Bergedorf/Berlin. Der Geowissenschaftler Florian Zander ließ sich ans Tor des Verkehrsministeriums ketten. Welche Strafe ihm nun drohen könnte.

Es war ein typischer Morgen im Frühherbst. Trocken ja, aber eben auch kühl. Dr. Florian Zander steht vor dem Rolltor des Bundesministeriums für Verkehr und digitale Infrastruktur. Dem damals 28-Jährigen sei an diesem 5. Oktober 2020 um 5 Uhr schon etwas mulmig zumute und eine gewisse Aufgeregtheit sei nicht zu verhehlen gewesen, „aber ich war von der Sache total überzeugt“. Weil ihn die durch Menschenhand erzeugte Klimakatastrophe verzweifeln lässt. Mit Hilfe von anderen Umweltaktivisten der Berliner Ortsgruppe von Extinction Rebellion (XR) lässt sich der promovierte Geowissenschaftler mit einem Fahrradschloss an das Tor ketten. Wegen dieser Aktion, die die Berliner Staatsanwaltschaft als „Widerstand gegen Vollstreckungsbeamte“ bewertet, muss sich der Mann aus dem Bezirk Bergedorf heute vor dem Amtsgericht Tiergarten verantworten.

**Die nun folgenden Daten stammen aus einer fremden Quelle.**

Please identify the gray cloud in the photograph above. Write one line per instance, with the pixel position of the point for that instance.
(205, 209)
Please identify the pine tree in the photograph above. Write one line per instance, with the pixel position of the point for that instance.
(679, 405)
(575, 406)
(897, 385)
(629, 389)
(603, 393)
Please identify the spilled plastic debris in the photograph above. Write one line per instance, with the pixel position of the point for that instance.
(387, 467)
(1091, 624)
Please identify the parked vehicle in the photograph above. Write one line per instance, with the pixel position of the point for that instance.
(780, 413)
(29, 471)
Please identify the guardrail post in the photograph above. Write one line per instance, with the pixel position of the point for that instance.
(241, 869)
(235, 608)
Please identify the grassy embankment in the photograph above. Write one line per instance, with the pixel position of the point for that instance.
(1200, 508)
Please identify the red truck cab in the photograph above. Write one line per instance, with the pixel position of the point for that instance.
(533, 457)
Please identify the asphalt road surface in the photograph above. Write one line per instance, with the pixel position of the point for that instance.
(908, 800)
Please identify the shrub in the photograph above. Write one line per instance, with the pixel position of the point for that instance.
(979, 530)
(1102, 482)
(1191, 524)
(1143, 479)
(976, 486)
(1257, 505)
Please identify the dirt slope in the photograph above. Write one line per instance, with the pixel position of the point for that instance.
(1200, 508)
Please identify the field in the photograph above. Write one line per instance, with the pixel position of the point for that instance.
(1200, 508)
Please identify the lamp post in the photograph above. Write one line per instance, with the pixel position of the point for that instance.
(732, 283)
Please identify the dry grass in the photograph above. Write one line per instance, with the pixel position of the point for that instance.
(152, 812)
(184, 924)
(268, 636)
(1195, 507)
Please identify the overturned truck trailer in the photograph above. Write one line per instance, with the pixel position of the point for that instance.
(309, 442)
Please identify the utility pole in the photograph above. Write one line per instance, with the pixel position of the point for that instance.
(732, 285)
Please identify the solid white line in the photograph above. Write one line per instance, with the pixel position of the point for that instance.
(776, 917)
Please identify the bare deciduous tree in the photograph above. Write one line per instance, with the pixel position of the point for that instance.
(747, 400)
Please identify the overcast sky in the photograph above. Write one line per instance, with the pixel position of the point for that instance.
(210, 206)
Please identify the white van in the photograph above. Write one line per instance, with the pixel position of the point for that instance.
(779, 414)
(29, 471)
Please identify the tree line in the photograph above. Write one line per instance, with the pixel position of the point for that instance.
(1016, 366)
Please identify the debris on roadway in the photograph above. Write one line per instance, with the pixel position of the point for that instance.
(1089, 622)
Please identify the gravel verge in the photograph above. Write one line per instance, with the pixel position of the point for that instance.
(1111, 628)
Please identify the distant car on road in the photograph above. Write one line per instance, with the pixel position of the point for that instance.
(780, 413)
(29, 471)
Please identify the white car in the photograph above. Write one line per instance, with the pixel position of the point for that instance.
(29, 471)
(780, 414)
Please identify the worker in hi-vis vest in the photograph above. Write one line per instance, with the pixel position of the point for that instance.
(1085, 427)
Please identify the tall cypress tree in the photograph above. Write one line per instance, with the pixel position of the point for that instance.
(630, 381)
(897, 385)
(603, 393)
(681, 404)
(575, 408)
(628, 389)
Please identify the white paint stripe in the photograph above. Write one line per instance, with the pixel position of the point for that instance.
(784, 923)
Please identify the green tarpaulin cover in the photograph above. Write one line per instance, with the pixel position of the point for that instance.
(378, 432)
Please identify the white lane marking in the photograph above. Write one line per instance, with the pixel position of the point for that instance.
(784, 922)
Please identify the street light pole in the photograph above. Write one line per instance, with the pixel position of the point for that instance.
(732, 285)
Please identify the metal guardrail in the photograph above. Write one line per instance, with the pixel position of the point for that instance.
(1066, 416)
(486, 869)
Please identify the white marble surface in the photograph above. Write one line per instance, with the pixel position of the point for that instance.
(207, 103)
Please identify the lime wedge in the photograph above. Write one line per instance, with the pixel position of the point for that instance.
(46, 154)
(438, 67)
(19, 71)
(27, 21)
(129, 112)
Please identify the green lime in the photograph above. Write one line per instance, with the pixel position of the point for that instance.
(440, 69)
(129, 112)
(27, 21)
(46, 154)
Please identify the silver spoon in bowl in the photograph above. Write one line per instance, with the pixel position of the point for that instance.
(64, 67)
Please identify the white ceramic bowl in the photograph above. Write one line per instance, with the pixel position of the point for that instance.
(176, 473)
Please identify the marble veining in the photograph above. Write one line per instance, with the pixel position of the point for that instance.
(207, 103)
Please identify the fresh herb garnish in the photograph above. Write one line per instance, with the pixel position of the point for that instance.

80 Extinction Rebellion-Mitglieder an der Aktion beteiligt

Drei Stunden bleibt der Wahl-Berliner damals am Ministeriumstor angekettet, bevor Polizeibeamte mit einer Flex das D-förmige Schloss durchtrennen. Ganz dicht am Hals von Florian Zander entlang. Der sagt heute rückblickend: „Aus Spaß habe ich das ja auch nicht gemacht.“ Neben Zander sind rund 80 weitere XR-Mitglieder an der Protestaktion beteiligt, die sich damals konkret gegen die Rodung des Dannenröder Waldes in Hessen für den Bau der A 49 richtete.

XR verbarrikadiert an diesem Morgen sämtliche Eingänge. Die Blockade ist zudem ein klares Statement gegen die Politik des damaligen Bundesverkehrsministers An­dreas Scheuer (CSU), gegen die Abgasskandale der Automobilindustrie, die Flächenversiegelung sowie gegen geringe Erfolge bei der CO2-Einsparbilanz.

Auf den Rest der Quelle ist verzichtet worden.